28 de março de 2015

Além dos criminosos, os cidadãos comuns também matam!

Sou contra a violência,
pois quando parece fazer o bem,
o bem é apenas temporário. 
O mal que causa é permanente.
Gandhi

Tempos atrás ainda sob o governo de Lula, um grande plebiscito foi realizado no país para decidir sobre o desarmamento da população. Infelizmente como tudo que os governantes fazem, foi mais um ato de marketing político do que verdadeiramente uma ação com objetivos claros para a redução da violência.
Com o passar dos tempos à ação provou-se inócua, visto que tiraram as armas dos incautos e o país continua permitindo que milhões consigam armas clandestinas, contrabandeadas e ou roubadas.
A violência ao contrário não foi reduzida, aumentou e muito nos últimos anos, mantendo seu crescimento à custa de milhares de vidas inocentes que morrem diariamente nas cidades brasileiras.
Entretanto, se a atitude de desarmar a população é discutível em vários sentidos, visto que foi uma ação isolada e não como parte de uma grande estratégia de efetivo combate a violência e ao crime organizado, nas ruas temos hoje dois tipos de assassinos – Os criminosos comuns e os cidadãos que matam mulheres, familiares, pessoas em brigas no trânsito, etc.
A criminalidade continua crescendo amparada pela impunidade que é à base da nossa Justiça, colaboram também a falta de ações preventivas e um maior investimento em ciência e tecnologia de ponta para nossas forças policiais.

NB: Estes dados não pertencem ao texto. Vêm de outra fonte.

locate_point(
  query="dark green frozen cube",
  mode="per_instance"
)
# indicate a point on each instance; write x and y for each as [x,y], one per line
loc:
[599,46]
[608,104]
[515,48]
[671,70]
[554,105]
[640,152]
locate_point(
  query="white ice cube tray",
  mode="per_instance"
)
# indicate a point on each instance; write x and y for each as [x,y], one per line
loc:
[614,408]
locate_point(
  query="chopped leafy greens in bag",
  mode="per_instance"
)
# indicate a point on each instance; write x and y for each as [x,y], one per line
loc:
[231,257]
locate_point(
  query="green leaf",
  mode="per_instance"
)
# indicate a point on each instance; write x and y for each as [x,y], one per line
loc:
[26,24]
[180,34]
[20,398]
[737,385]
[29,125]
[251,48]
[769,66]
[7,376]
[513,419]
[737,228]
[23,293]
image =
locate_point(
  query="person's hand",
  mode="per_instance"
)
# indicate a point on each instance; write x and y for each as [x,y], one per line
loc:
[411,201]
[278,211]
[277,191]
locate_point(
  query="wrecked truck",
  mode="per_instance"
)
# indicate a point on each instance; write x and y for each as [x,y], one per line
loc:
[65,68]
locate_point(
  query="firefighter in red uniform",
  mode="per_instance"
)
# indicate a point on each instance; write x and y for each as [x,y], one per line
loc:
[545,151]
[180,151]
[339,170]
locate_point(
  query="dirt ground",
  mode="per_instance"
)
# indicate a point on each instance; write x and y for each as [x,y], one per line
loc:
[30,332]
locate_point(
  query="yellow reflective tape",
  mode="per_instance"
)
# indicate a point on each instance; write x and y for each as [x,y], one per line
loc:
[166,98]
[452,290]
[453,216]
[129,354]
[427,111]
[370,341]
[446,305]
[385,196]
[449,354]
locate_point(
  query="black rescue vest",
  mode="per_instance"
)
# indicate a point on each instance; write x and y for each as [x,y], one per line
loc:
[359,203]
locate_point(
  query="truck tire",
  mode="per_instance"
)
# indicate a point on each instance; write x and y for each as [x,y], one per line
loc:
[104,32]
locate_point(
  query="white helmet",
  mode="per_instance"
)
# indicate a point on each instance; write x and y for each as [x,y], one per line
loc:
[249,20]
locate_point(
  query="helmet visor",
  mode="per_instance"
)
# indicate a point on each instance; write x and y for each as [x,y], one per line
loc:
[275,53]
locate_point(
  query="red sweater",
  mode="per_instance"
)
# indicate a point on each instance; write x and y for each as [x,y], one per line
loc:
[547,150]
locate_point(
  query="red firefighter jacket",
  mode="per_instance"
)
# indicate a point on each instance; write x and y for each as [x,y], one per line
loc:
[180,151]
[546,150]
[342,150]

Enquanto isso, cidadãos comuns usam armas de fogo para matar ex-namoradas, ex-mulheres, vizinhos e se envolver em brigas de trânsito com final trágico.
A legislação existente é branda, fraca, omissa e permite que tanto os criminosos quanto os cidadãos comuns saibam de antemão que dificilmente serão condenados para ficar por muito tempo em presídios fechados.
Não existe estatística disponível, mas o número de pessoas que morrem no país vítimas de armas de fogo por motivo fútil é similar a das mortes de civis em países em guerra. Qualquer desentendimento nos dias atuais é motivo para que algum celerado saque sua arma e “resolva” o problema matando o oponente.
Com isso mulheres, crianças e adultos morrem vitimadas por projéteis disparados por armas com numeração raspada, contrabandeadas ou simplesmente adquiridas no comércio paralelo, sem registro, sem documentação e sem a prerrogativa de que vá servir para sua defesa própria.
Nossa gente diante de tanta impunidade e de uma justiça lenta e confusa, jamais poderia ter acesso a armas de fogo. As penas para os portadores de armas de fogo após o desarmamento deveriam ser de 20 anos, sem direito a fiança ou quaisquer outras prerrogativas das nossas leis brandas.
Quem sabe assim, poderíamos ver reduzir a quantidade de mortes estúpidas motivadas pelas drogas, alcoolismo, desinteligências e ignorância crônica de uma parcela significativa da nossa sociedade. Parcela que preteriu os bancos escolares e prefere viver nos bares, botecos e inferninhos espalhados pelo território nacional.